Kegiatan diawali dengan Upacara Hari Santri yang dipusatkan di lapangan Desa Lubuk Sakai. Bertindak sebagai pembina upacara, Camat Kampar Kiri Tengah, Ganda Ade Saputra, yang dalam amanatnya menyampaikan apresiasi atas semangat dan kekompakan para santri serta pimpinan pondok pesantren dalam menjaga tradisi keagamaan dan kecintaan terhadap tanah air.
“Santri bukan hanya pejuang agama, tapi juga garda terdepan dalam menjaga keutuhan bangsa. Jadilah santri yang berilmu, berakhlak, dan siap berkontribusi untuk negeri,” pesan Ganda Ade Saputra di hadapan peserta upacara.
Turut hadir dalam kegiatan ini Anggota DPRD Kabupaten Kampar, H. Sukardi dari Fraksi PKB, Kapolsek Kampar Kiri Tengah beserta jajaran, Upika Kecamatan Kampar Kiri Tengah, Kepala KUA Syahrizul, S. Sos.I., M.E.Sy, para kepala desa se-Kecamatan Kampar Kiri Tengah, serta pimpinan dan majelis guru pondok pesantren dan MDTA, yang bersama masyarakat ikut memeriahkan suasana.
Usai pelaksanaan upacara, kegiatan dilanjutkan dengan pawai santri, yang diikuti oleh para santri dari berbagai pondok pesantren dan MDTA se-Kecamatan Kampar Kiri Tengah. Pawai berlangsung meriah dengan menampilkan atribut bernuansa islami, spanduk bertema Hari Santri, serta lantunan shalawat dan yel-yel semangat dari para peserta.

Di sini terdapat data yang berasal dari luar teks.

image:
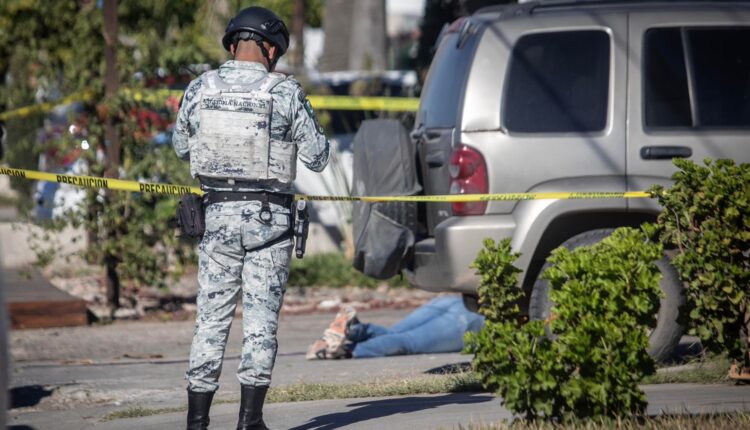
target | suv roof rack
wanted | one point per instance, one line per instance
(527, 8)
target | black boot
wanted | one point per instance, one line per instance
(198, 406)
(251, 408)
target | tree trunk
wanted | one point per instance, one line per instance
(112, 141)
(298, 32)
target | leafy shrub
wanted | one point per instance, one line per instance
(607, 296)
(331, 270)
(706, 218)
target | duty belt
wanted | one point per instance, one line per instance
(265, 216)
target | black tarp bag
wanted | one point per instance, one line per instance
(384, 165)
(191, 215)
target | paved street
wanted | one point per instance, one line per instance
(70, 378)
(76, 375)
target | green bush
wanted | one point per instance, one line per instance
(331, 270)
(607, 296)
(706, 218)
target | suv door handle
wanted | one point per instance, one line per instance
(435, 160)
(665, 152)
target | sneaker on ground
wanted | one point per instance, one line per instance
(335, 334)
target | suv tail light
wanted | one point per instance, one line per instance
(468, 176)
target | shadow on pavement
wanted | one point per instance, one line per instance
(450, 369)
(369, 410)
(29, 395)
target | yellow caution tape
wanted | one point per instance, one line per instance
(43, 107)
(97, 182)
(154, 97)
(391, 104)
(177, 190)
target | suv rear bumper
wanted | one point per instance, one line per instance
(442, 263)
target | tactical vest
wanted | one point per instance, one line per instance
(233, 140)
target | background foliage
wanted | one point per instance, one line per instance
(54, 49)
(606, 298)
(706, 218)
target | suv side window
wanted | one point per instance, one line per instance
(558, 82)
(443, 89)
(697, 78)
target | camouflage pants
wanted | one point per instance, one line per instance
(229, 266)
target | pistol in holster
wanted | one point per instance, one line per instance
(301, 227)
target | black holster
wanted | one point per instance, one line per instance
(191, 216)
(301, 228)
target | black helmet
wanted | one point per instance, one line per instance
(260, 21)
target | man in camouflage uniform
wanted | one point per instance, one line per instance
(246, 248)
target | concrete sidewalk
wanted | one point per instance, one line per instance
(432, 411)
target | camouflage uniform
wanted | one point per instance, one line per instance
(229, 259)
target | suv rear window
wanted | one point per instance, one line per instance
(697, 77)
(443, 88)
(558, 82)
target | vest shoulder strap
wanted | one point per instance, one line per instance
(271, 81)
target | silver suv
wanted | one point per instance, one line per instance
(572, 96)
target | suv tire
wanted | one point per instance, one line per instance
(664, 338)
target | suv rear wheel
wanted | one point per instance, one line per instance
(664, 338)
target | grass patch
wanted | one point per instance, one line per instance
(668, 422)
(332, 270)
(139, 411)
(461, 382)
(701, 371)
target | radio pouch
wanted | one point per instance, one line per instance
(191, 216)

Sebagai puncak peringatan, malam harinya digelar kegiatan “Santri Bershalawat”, yang menghadirkan lantunan pujian kepada Rasulullah SAW dalam suasana penuh religius dan haru. Ribuan jamaah turut hadir, bersatu dalam untaian shalawat yang menggema di langit Lubuk Sakai.

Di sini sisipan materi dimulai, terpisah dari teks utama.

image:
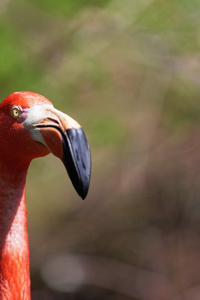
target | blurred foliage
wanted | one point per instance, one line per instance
(128, 71)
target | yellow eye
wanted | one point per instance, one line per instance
(16, 111)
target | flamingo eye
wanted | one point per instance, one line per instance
(16, 111)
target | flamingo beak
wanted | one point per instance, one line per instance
(65, 138)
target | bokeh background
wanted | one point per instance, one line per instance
(129, 72)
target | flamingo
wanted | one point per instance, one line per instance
(31, 127)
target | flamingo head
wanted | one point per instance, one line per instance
(31, 127)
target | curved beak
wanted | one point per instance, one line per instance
(65, 138)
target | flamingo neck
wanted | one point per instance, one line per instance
(14, 248)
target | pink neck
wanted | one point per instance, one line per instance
(14, 248)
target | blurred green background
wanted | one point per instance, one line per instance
(129, 73)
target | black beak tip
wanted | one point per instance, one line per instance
(77, 160)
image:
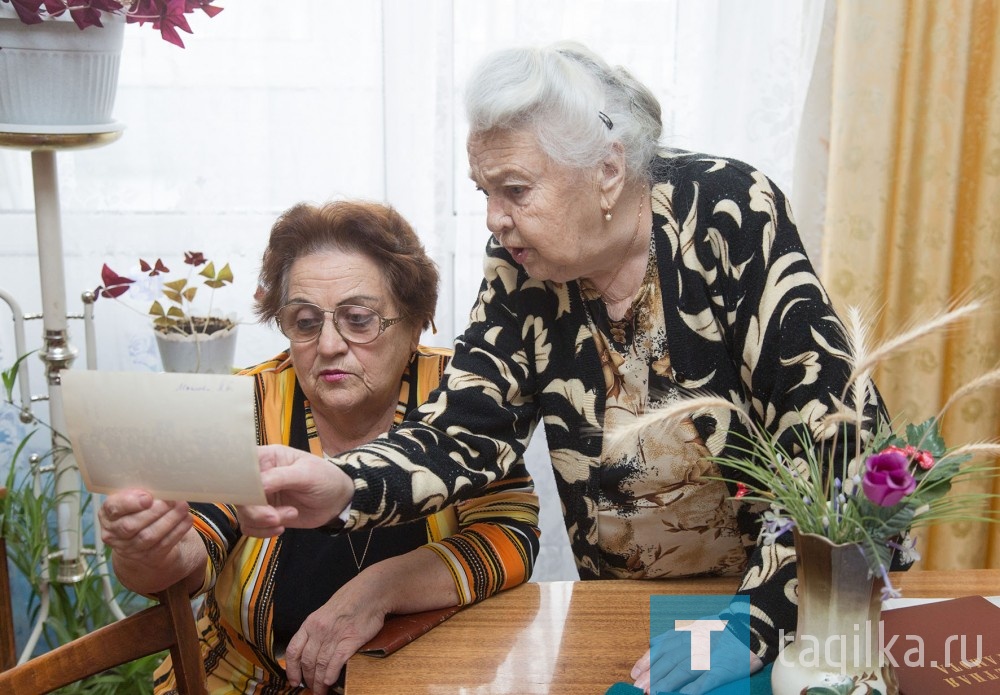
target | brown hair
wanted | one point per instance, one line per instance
(372, 229)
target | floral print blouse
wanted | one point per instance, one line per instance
(731, 306)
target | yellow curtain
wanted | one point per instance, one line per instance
(913, 213)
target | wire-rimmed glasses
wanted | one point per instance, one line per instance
(301, 322)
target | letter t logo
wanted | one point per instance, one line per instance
(701, 640)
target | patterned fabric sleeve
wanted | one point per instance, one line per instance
(490, 542)
(782, 334)
(496, 546)
(219, 529)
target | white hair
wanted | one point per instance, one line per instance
(575, 104)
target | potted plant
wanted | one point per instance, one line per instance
(166, 16)
(60, 610)
(59, 58)
(191, 338)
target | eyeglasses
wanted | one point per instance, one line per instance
(301, 322)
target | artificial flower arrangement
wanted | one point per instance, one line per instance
(174, 314)
(883, 484)
(166, 16)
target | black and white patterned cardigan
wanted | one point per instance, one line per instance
(747, 319)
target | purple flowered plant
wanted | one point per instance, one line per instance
(166, 16)
(887, 478)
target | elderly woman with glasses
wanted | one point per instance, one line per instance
(622, 277)
(351, 287)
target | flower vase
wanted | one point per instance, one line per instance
(836, 648)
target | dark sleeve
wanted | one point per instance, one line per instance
(789, 347)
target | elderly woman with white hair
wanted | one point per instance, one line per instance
(621, 276)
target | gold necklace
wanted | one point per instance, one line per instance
(621, 263)
(358, 563)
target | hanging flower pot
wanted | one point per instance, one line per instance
(55, 74)
(836, 649)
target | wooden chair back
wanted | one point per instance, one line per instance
(167, 625)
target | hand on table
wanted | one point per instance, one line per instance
(331, 635)
(303, 491)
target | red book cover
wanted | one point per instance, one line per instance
(950, 646)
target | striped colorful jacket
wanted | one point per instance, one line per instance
(258, 591)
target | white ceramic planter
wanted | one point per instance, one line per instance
(198, 353)
(54, 73)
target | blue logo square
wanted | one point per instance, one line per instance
(700, 637)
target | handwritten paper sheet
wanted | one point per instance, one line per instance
(180, 436)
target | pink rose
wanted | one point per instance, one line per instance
(887, 477)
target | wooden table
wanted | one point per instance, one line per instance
(575, 638)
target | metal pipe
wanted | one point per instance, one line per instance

Momentum Hari Santri tahun ini menjadi pengingat akan peran besar santri dalam menjaga nilai-nilai keislaman, kebangsaan, serta keutuhan Negara Kesatuan Republik Indonesia. Semangat “Santri Siaga Jiwa Raga” yang diusung tahun ini menjadi penegasan bahwa santri siap berdedikasi untuk agama, bangsa, dan kemanusiaan.